Model Testing, F1 Score Values, and Displayed Metric Definitions

When clicking on a Sample in the chart on the Model Testing page in the Model Testing Results section, an F1 Score is shown. Is it possible to calculate an F1 Score on an individual sample? I thought the F1 Score was based on Precision and Recall that are based on the whole dataset.

Likewise, when clicking the info icon, a question mark in a circle, near the Accuracy it reads "The percentage of all the samples with a Precision score above 80%". I interpret this as somehow a Precision is being calculated for each Sample.
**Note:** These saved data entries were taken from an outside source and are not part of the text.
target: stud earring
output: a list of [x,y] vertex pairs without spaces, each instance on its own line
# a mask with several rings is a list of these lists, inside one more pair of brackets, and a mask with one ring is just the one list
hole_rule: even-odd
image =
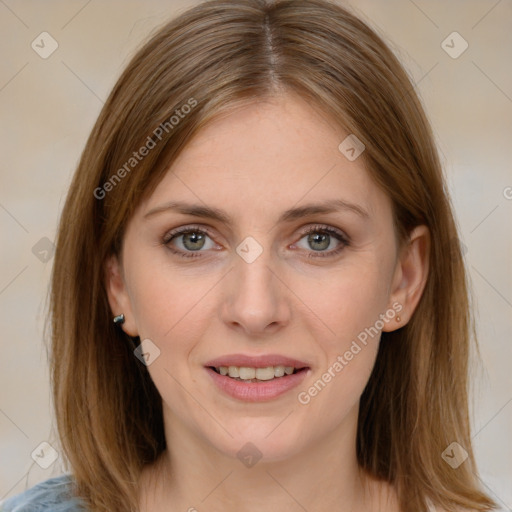
[[118,325],[124,324],[124,315],[121,313],[120,315],[115,316],[114,323]]
[[401,319],[399,316],[397,316],[397,317],[396,317],[396,321],[397,321],[397,322],[400,322],[401,320],[402,320],[402,319]]

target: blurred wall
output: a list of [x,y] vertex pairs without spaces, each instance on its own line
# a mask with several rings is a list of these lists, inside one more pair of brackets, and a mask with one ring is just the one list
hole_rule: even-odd
[[[0,1],[0,499],[63,471],[41,446],[55,438],[42,328],[72,173],[135,48],[194,3]],[[473,440],[487,491],[512,510],[512,3],[350,5],[410,71],[438,139],[477,299]]]

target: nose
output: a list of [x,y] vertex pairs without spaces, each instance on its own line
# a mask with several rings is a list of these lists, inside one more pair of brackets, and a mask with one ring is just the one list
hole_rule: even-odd
[[222,304],[222,319],[231,329],[258,336],[289,323],[290,291],[277,275],[279,262],[272,259],[266,249],[251,263],[235,255]]

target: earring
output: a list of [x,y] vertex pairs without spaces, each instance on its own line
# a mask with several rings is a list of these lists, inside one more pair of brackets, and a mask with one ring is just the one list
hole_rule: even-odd
[[120,315],[115,316],[114,323],[119,325],[124,324],[124,315],[121,313]]
[[399,316],[397,316],[397,317],[396,317],[396,321],[397,321],[397,322],[400,322],[401,320],[402,320],[402,319],[401,319]]

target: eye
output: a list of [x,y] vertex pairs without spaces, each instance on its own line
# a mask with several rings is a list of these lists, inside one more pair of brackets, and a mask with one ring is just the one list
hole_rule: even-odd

Maybe another way to interpret this is, however unlikely, is that the dataset used to calculate the Accuracy had a Precision greater than 80%. If a Sample was added to the dataset and the Precision dropped below 80% that Sample was thrown out and not used in the Accuracy calculation.

Hi @MMarcial,

I suppose you could calculate an F1 score for a single sample, as that would be the same as having a dataset of 1 sample. That score would not give you a lot of information, though. It would be like calculating the accuracy based on a single test sample (it will end up being 100% or 0%, which is not very useful).

Can you provide a screenshot of where you see that accuracy tooltip? I cannot seem to find it on the Testing page.

I understand your valid argument about a 1 sample dataset but I am questioning how captions are being phrased.

This image seems to declare the individual Sample pool.20.400560.208076 has an F1 Score of 67%.

With regards to the other question I asked…
This image seems to indicate an individual Samples can have a Precision Score > 80%

Hi @MMarcial,

Hmmm…interesting. Could you provide me with your project ID so I could take a look?

Project Id: 136034

The info popup has changed to a statement that makes more sense now.

The Sample info below the chart that appears when you click a Sample in the chart still shows F1 Score that I think should be (Sample) Prediction Accuracy. The table to the left also shows F1 Score.

Hi @MMarcial,

Sorry for the delay on this. I got an answer for you from Dan. It looks like you are using FOMO, and with FOMO, we divide the image into a grid and classify each box, so we can create an F1 score to represent the proportion of correct and incorrect grid boxes.

Hope that helps!